By: Adofo, Rockson
It is too early for me to wade into the ongoing brouhaha over the presumably unprecedented large size of His Excellency President Nana Addo Dankwah Akufo-Addo's ministerial appointments. At 110 Ministers and Deputy Ministers, many a Ghanaian is worried considering the current decrepit state of the nation's economy where the just outgone President Mahama's NDC-led government did not only corruptibly embezzle State funds but also, left a huge national debt for the incoming government to deal or battle with.
Some Ghanaians are condemning the size as being too big; too far way ahead of any government Ghana has ever had. They see it as a waste of money and resources and only a creation of jobs for the NPP boys when viewed in terms of the poverty-stricken state of the country as at now.
However, others are arguing that the size does not matter as long as the 1992 Constitution at Article 78 does not lay limit on how many Ministers and Deputy Ministers a President can appoint. Even though there is no limit to how many people can be appointed as Ministers and Deputy Ministers, does common sense not apply here when we have such a weak economy as it is obvious at the moment?
I have no qualms about the number as long as they will be able to deliver on the numerous manifesto promises made to Ghanaians consequent upon which we all contributed in various capacities to ensure the election of Nana Akufo Addo and NPP on Wednesday, 7 December 2016, as the President and the ruling party, respectively. As said, I reserve my constructive or destructive criticisms or fervent approval for now.
However, I find those who criticised the sizes of previous governments Ministerial appointments as being huge but are now defending the current much larger one of President Nana Addo Dankwah Akufo-Addo as normal, very hypocritical. They are behaving like the pigs in the Animal Farm story by George Orwell. The pigs that instigated the other animals to join them to revolt against man (Mr Jones) on allegation that man was evil, and on the slogan/mantra of, two legs bad, four legs good, became worse than man when they took over the administration of the farm after Mr Jones had been overthrown and chased out of the farm. Did they not start walking on their two hind legs, standing like man, drinking milk, eating eggs and sleeping in the same bed that Mr Jones had slept and ended up maltreating the other animals much worse than how Mr Jones had treated them?
I vehemently detest the hypocrisy of the Ghanaian politician.
As I write, some of the Senior Ministers of His Excellency President Nana Addo Dankwah Akufo-Addo's government have started exhibiting their Ghanaian-politician tendency and weakness of easily corrupting themselves. I have seen and heard what they are doing and I shall in the coming days take them on in a very drastic manner that will shock many a Ghanaian. We did not vote them into power only to come to continue with the corruption and injustices that President Mahama and his NDC-led government masterminded, orchestrated, perpetrated and perpetuated.
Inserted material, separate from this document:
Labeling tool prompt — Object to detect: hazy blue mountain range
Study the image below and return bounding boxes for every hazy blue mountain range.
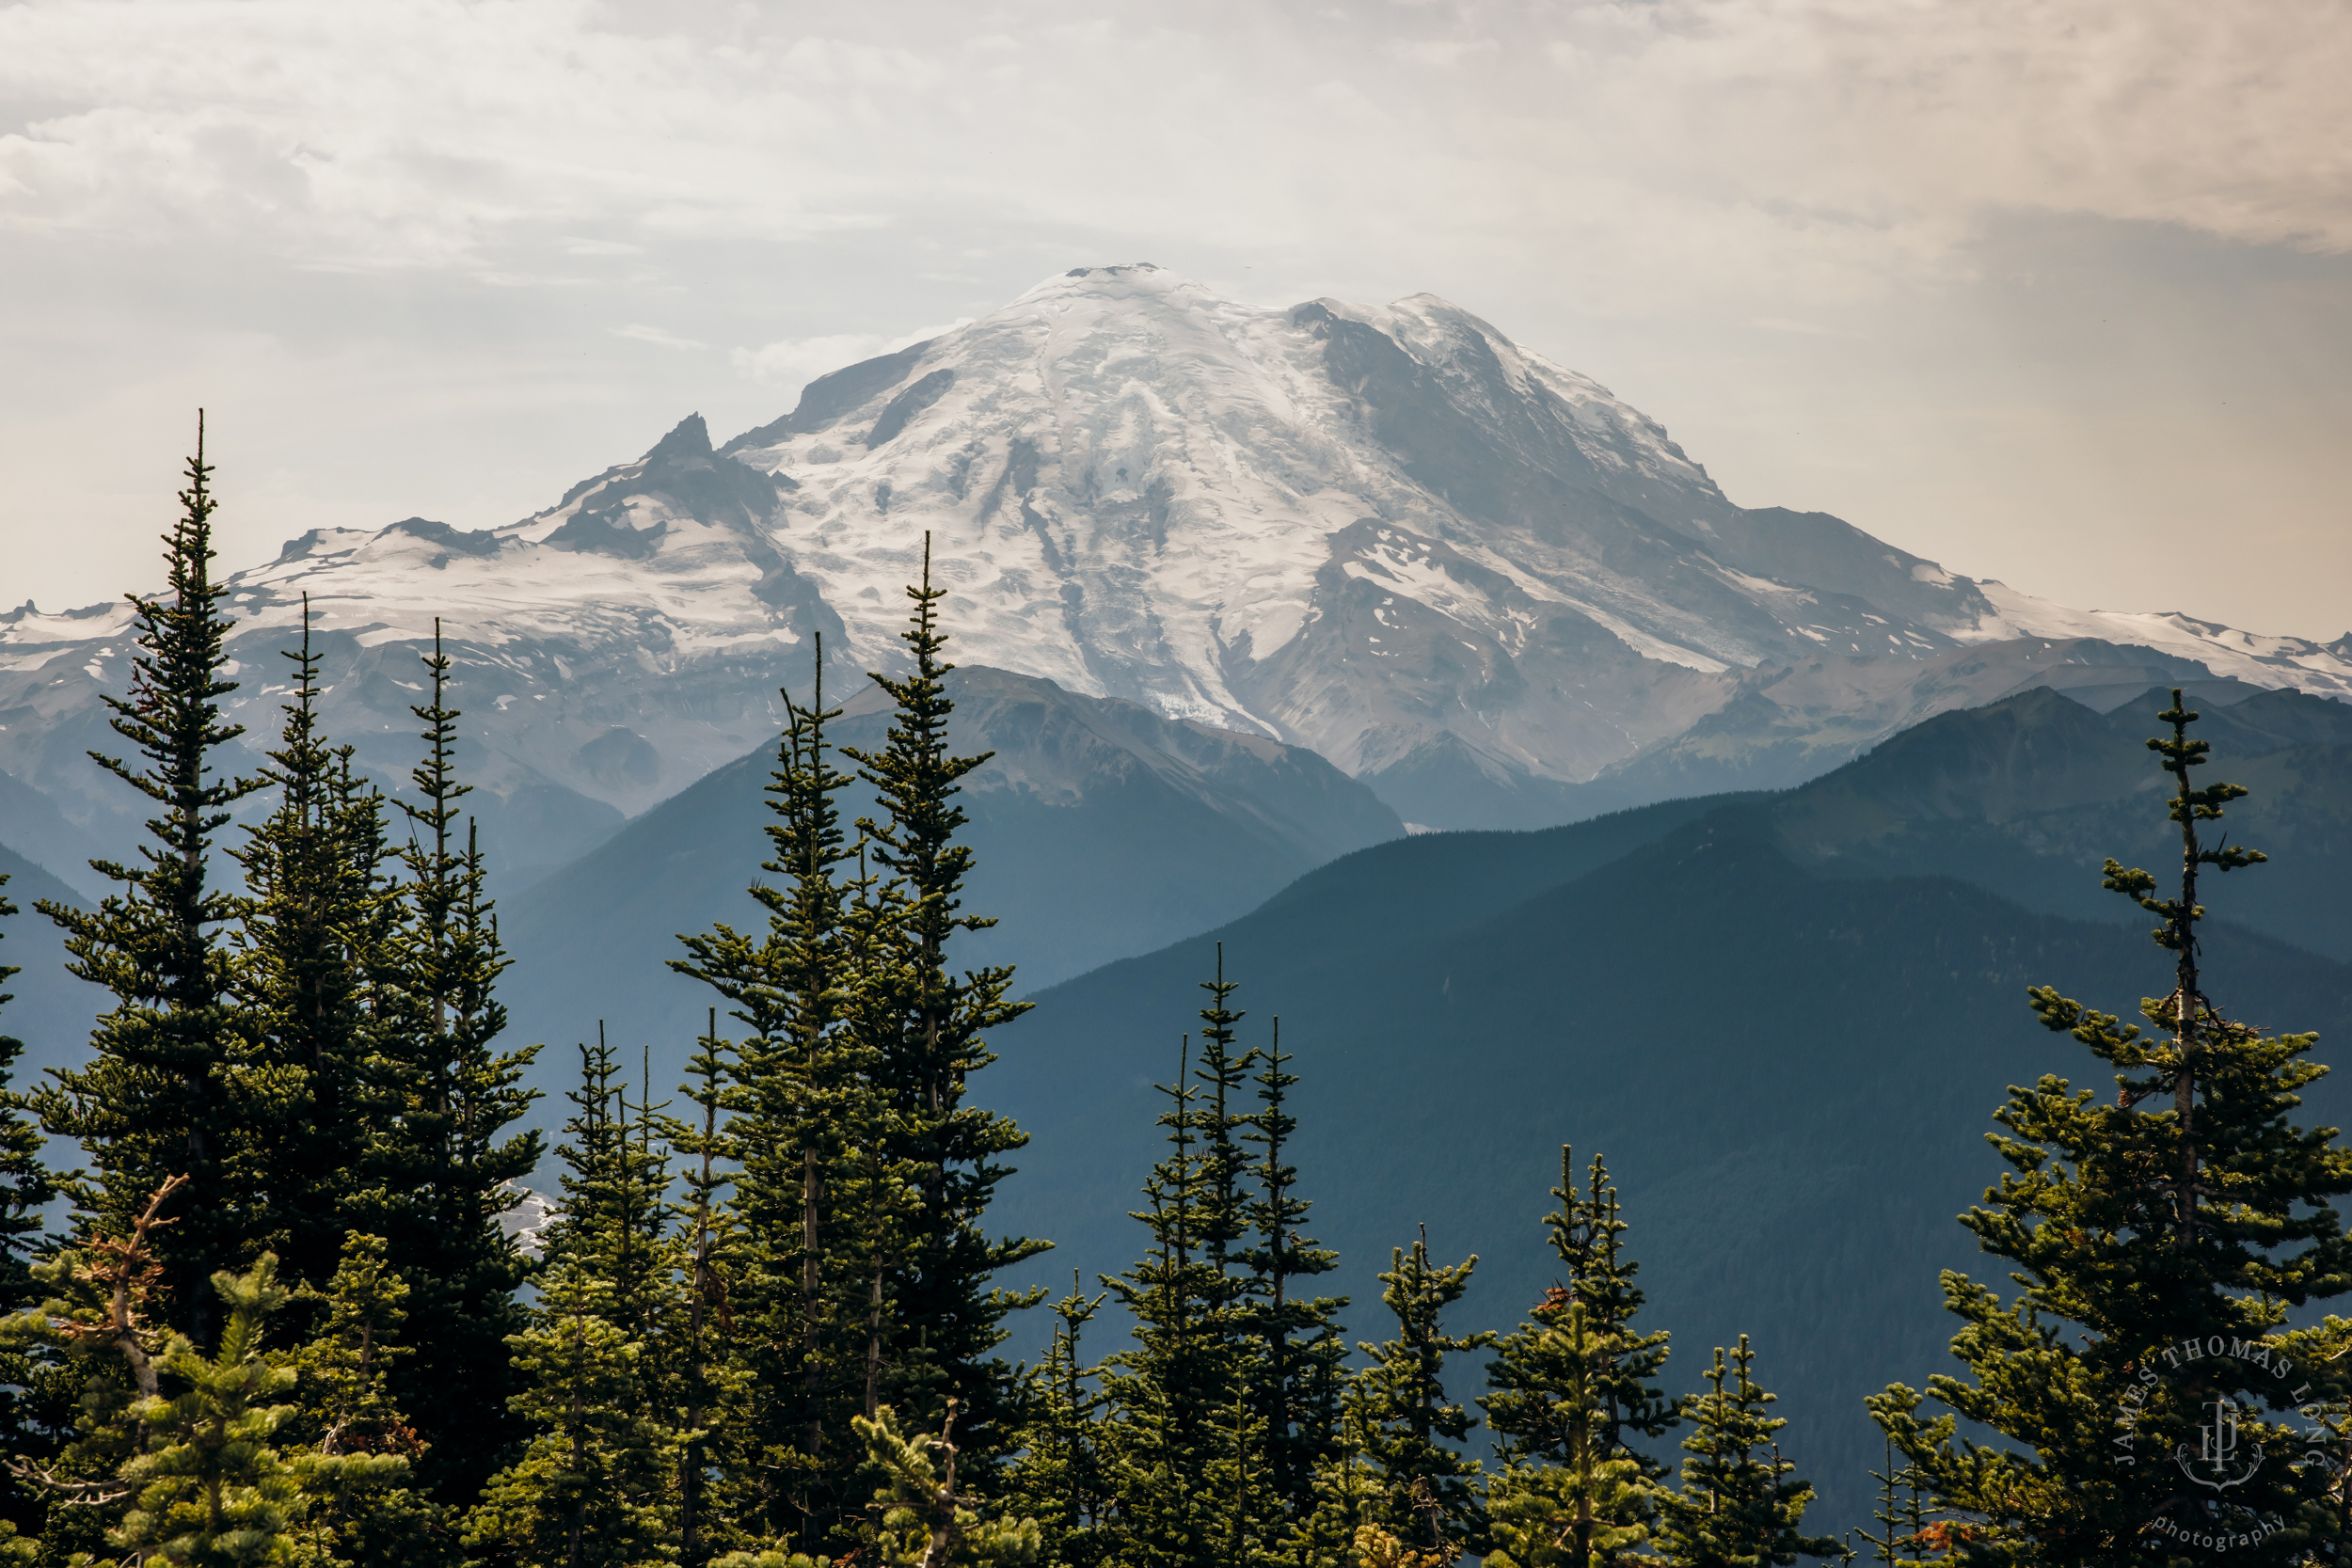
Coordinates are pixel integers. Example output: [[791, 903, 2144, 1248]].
[[978, 687, 2352, 1532], [5, 261, 2351, 1534], [4, 263, 2348, 859], [491, 664, 1404, 1100]]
Corruption is not only about embezzling funds but as defined in the dictionary; it is illegal, bad, or dishonest behaviour, especially by people in positions of power.
His Excellency President Nana Addo Dankwah Akufo-Addo is a known and recognised man of integrity whose incorruptibility, firmness of character and fairness as a champion of Human Rights impacted on many a discerning Ghanaian's decision to vote for him and NPP so there is no way that I shall sit back with arms folded around the chest when I see any of his Ministers doing acts that will compromise the President's hard-earned reputation.
Come what may, as long as God continues to grant me longevity, wisdom and strength, I shall take these Ministers on very soon should they not desist from their deplorably hidden agenda to condone and connive with others to commit acts of corruption.
If they think they now have power and can do as they want when they want, let them persist with their collusive intents and they will be shocked to the very foundations of their bones when I start to take them on. We voted for a change of government for the better but not for a change where the injustices, lawlessness, practice of selective justice and corruption that were the daily vitamin intake by the President Mahama's NDC-led government would be continued by the new administration.
Until that day which is clearly within sight, I rest my case.